# Convergence of improper unbounded integral

Show that $$\displaystyle \int_{0}^{1} \frac{1}{x^2 + \sqrt{x}} dx$$ converges.

My method : This is a type of improper integral where the function becomes unbounded at the lowe limit of integration and both the limits of integration are finite. I took the given function as $$f(x)$$ being integrated from $$0$$ to $$1$$ and another function $$g(x) = \frac{1}{\sqrt{x}}$$ by taking $$\frac{1}{\sqrt{x}}$$ common from $$f(x)$$ and observing that at $$x=0$$ the convergence and divergence of the function $$f(x)$$ was solely dependent by this $$\frac{1}{\sqrt{x}}$$

I was taught a limit test to find the convergence or the divergence. So it says that when the function is of the unbounded type with finite bounds to integrate :

Find $$\lim_{x \to 0 } \frac{f(x)}{g(x)}$$ which I get as 1 in this question. Since the limit exists and is not equal to zero, whatever is the behaviour of $$g(x)$$, that is the behaviour of $$f(x)$$ also. Therefore by using the test integral I find that $$g(x)$$ diverges therfore $$f(x)$$ should also diverges. But the answer says that it converges. How is this possible ?

Test integral used :

$$\displaystyle \int_{a}^{\infty} \frac{1}{x^p} dx$$ where $$a>1$$; If p $$\leq$$ 1 then it diverges. If p $$>$$ 1 than it converges.

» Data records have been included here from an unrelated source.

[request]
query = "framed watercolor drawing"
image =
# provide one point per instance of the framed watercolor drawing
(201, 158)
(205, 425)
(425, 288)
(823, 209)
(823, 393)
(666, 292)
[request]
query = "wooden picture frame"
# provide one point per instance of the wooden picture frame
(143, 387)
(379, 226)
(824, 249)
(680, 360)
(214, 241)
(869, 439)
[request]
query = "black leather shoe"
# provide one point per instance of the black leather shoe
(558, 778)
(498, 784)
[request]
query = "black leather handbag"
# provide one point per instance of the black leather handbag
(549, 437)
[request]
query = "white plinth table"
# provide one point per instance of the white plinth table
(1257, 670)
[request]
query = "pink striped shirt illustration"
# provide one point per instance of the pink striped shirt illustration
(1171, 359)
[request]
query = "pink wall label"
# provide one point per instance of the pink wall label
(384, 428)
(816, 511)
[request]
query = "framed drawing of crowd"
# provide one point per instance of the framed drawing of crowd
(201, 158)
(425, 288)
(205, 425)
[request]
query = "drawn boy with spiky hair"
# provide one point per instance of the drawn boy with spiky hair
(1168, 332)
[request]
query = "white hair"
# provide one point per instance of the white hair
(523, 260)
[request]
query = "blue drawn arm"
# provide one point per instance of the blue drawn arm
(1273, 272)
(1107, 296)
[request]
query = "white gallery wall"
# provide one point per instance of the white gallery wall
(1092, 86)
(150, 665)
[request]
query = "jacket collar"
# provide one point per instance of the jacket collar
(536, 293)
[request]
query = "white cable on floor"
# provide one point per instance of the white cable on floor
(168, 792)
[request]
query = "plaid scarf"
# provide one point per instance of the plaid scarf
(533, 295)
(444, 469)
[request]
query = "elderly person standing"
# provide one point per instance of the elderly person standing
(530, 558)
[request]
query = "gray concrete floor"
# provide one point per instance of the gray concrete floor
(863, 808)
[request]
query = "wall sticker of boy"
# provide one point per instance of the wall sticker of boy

I know that in the test integral $$a>1$$ is given but then my prof used it irrespective of it in other examples of the same type (that is in sums of unbounded type where the limits of integration were $$0$$ to $$3$$ and $$0$$ to $$4\pi$$ in the two examples he gave) . And I also do not understand the $$\infty$$ limit in the integration of test integral as in the given question I need to integrate only from $$0$$ to $$1$$

• This may not be how you want to approach this problem, but you can compute that directly. You end up with a few logs and an arctangent - it's a bit of work but not terribly difficult. Jan 15, 2021 at 16:47
• @DMcMor But at the lower limit of 0 the functions do not exist therefore they shouldn't be integrable according to the theory I have been taught. Jan 15, 2021 at 16:50
• You can still find the antiderivative of $\frac{1}{x^2 + \sqrt{x}}$, say $F(x) = \int \frac{1}{x^2 + \sqrt{x}}\,dx$ and compute $F(1) - \lim_{x\to 0^{+}}F(x)$ to check convergence. Jan 15, 2021 at 17:05

You use the wrong test integral. Instead, you should use $$\int_0^1\frac{1}{x^p}\,dx$$ for the cases $$0 and $$p>1$$.

Notes.

You want to analyze the integral $$\displaystyle\int_0^1\frac{1}{x^2+\sqrt{x}}dx$$, which is fundamental different from integrals of the form $$\displaystyle \int_1^\infty f(x)\, dx$$. These are two different types of improper integrals.

In general, if $$0\le f(x)\le g(x)$$ and $$\int_0^1g(x)dx$$ is convergent, then $$\int_0^1f(x)dx$$ is also convergent.

In your example, $$\displaystyle g(x)=\frac{1}{x^{1/2}}$$.

• I haven't been taught this. Could also add the cases as to when it is convergent and when it is diverging ? Im guessing at p=1 it diverges as log zero becomes infinite. But you havent included 1 in the range of p Jan 15, 2021 at 16:51
• @ShauryaGoyal: Yes, you have parallel cases. The case when $p=1$ is also divergent.
– user9464
Jan 15, 2021 at 16:57

The integral of $$g(x)$$ is $$\displaystyle \int_0^1 \frac{1}{\sqrt{x}}\,dx = 2\sqrt{x}\Big\rvert_0^1 = 2$$, doesn't diverge.

Hint

$$\frac{1}{x^2+\sqrt x}\leq \frac{1}{\sqrt x}.$$

• I did try this only to realize that at the lower limit of 0 both of these functions do not exist. Thus they're not proper and not integrable. Jan 15, 2021 at 16:49
• @ShauryaGoyal: I don't understand your comment. My hint allows you to prove that your integral converges.
– Surb
Jan 15, 2021 at 20:25

We have that as $$x\to 0$$

$$\frac{1}{x^2+\sqrt{x}} \sim \frac{1}{\sqrt{x}}$$

and since $$\int_0^1 \frac{dx}{\sqrt{x}}$$ converges also the given integral converges by limit comparison test.